Ancora due spettacoli a sera per l'ultimo weekend di programmazione che si aprirà, giovedì 14 luglio alle ore 19.00, con Dov'è finito il principe azzurro? con Simona Di Maio e Sebastiano Coticelli, a cura di Teatro nel Baule, e, alle 20.30, Compagnia Le Scimmie ne Il vestito nuovo dell'imperatore adattamento teatrale di Ciro Burzo, con Salvatore Nicolella, Mario Ascione, Ciro Burzo e Michele Ferrantino, regia Salvatore Nicolella.

La serata di venerdì 15 luglio inizierà con lo spettacolo Cappuccetto, il lupo e altre storie scritto e diretto da Pietro Fenati, con Pietro Fenati ed Elvira Mascanzoni.

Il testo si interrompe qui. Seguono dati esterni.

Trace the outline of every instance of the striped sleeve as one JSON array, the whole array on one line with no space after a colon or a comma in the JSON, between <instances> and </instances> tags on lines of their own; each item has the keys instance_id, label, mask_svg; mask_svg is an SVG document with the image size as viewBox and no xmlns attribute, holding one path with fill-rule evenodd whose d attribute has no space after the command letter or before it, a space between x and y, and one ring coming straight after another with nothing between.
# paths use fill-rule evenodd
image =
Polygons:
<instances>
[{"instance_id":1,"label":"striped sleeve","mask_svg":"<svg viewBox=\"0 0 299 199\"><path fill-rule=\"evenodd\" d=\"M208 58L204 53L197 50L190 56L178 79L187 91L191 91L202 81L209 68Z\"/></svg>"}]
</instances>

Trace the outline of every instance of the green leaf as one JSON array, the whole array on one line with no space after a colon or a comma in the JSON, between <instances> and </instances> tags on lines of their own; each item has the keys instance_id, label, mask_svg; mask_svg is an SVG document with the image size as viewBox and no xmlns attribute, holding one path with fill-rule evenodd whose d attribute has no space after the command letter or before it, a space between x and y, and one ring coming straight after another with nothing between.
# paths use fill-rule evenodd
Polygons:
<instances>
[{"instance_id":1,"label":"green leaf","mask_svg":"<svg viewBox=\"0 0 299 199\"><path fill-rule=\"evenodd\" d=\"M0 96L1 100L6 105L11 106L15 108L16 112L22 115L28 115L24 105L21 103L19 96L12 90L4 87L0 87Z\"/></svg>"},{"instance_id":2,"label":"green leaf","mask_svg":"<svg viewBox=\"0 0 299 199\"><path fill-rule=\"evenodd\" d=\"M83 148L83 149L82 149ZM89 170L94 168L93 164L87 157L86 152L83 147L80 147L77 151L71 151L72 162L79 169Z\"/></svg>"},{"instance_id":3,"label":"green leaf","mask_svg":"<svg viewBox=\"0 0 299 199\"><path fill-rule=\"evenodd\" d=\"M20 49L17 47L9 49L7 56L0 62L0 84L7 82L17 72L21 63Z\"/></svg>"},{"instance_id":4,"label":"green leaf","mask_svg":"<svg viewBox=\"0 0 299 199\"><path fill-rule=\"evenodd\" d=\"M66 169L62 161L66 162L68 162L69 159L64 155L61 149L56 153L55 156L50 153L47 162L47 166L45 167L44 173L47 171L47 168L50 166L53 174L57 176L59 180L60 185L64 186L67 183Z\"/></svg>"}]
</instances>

A seguire, Rodari Smart, uno spettacolo di Giovanna Facciolo con Marta Vedruccio e Dario Mennella.

Ultimi due spettacoli in scena per la serata di sabato 16 luglio, che proporrà, alle ore 19.00, Pulcinella e il mistero del castello, con Vincenzo De Matteo, Virginio De Matteo, Giuseppina Mirra, Domenico Soricelli. A chiudere la serata e la manifestazione, alle ore 20.30, sarà Pinocchio a tre piazze! spettacolo di strada dedicato alla favola di Collodi di Pompeo Perrone, con Pompeo Perrone, Maurizio Stammati, Francesca De Santis, Dilva Foddai, Chiara Ruggeri, Margherita Vicario, Marco Mastantuono, Salvatore Caggiari, Elizabeth Stacey, regia Maurizio Stammati.